Et quelle pétaudière aujourd’hui que cette question-là, «d’où est-ce que je viens» ! Paru quelques jours plus tôt dans les colonnes de Die Zeit (1), le texte du philosophe et sociologue Bruno Latour, sur la «crise générale de perte de soi et de sol», partagée aujourd’hui quasi universellement, donna une coloration à notre expérience. Car l’association des notions de «peuple» et de «sol», à propos desquelles Latour soulignait qu’aucun politique fréquentable n’ose désormais les aborder, de peur d’être assimilé aux horribles réactionnaires qui l’ont en fonds de commerce, le cinéma, lui, ose s’en emparer, et c’est très bien. Car il sait faire mieux que résumer l’identité à l’exclusion de l’autre, et qu’en scrutant les paysages qu’il met en scène, dans le meilleur des cas, il réfléchit ce qui les a constitués, et ce qu’ils recouvrent.

Errements du parti

Personne ne se frotta à cet exercice de retour sur soi de manière plus magistrale et intransigeante que le documentariste allemand Thomas Heise, déjà auteur du puissant Material (2009), entièrement réalisé avec des archives tournées en ex-RDA lors de la chute du mur de Berlin, dont le Heimat ist ein Raum aus Zeit («le Heimat est un espace dans le temps»), projeté en avant-première à la Berlinale en février et couronné à Nyon d’un sesterce d’or (grand prix de la compétition internationale), est une extraordinaire traversée de l’Allemagne au XXe siècle.
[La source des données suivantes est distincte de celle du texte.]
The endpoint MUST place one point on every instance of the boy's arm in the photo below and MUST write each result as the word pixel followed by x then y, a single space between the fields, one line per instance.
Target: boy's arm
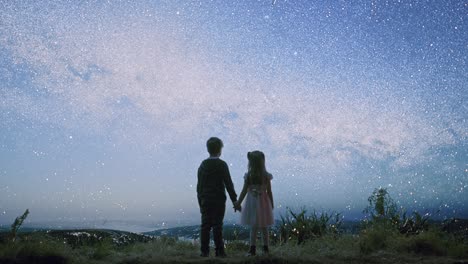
pixel 229 185
pixel 270 193
pixel 198 188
Le «Heimat», intraduisible concept allemand renvoyant au pays natal autant qu’au foyer, se construit ici par le biais d’une longue mélopée en noir et blanc, exclusivement scandée par des lettres de famille et autres archives personnelles lues par le cinéaste, toutes merveilleusement écrites et pertinentes (signées de militants communistes, enseignant, sculptrice, philosophe, éditrice… qui ont été des témoins privilégiés de l’histoire), alors qu’à l’écran défilent, parmi quelques photos d’ancêtres, une suite de plans fixes ou de panoramiques attrapant des morceaux de l’Allemagne d’aujourd’hui. Cette Allemagne, désertée et fantomatique, c’est celle de bâtiments militaires à l’abandon, d’une autoroute défoncée, de trains entrant en gare la nuit, de fenêtres embuées d’un tramway, d’éoliennes tournant imperturbablement alors que sont scandées les catastrophes émaillant l’histoire convulsive du pays. Et puis ces petits riens qui font la vie même : lettres d’amour, chamailleries d’enfants, scènes de rues, plans de foule, jeune, baskets aux pieds, rompue au consumérisme, à l’insouciance bienheureuse (et vaguement coupable à nos yeux).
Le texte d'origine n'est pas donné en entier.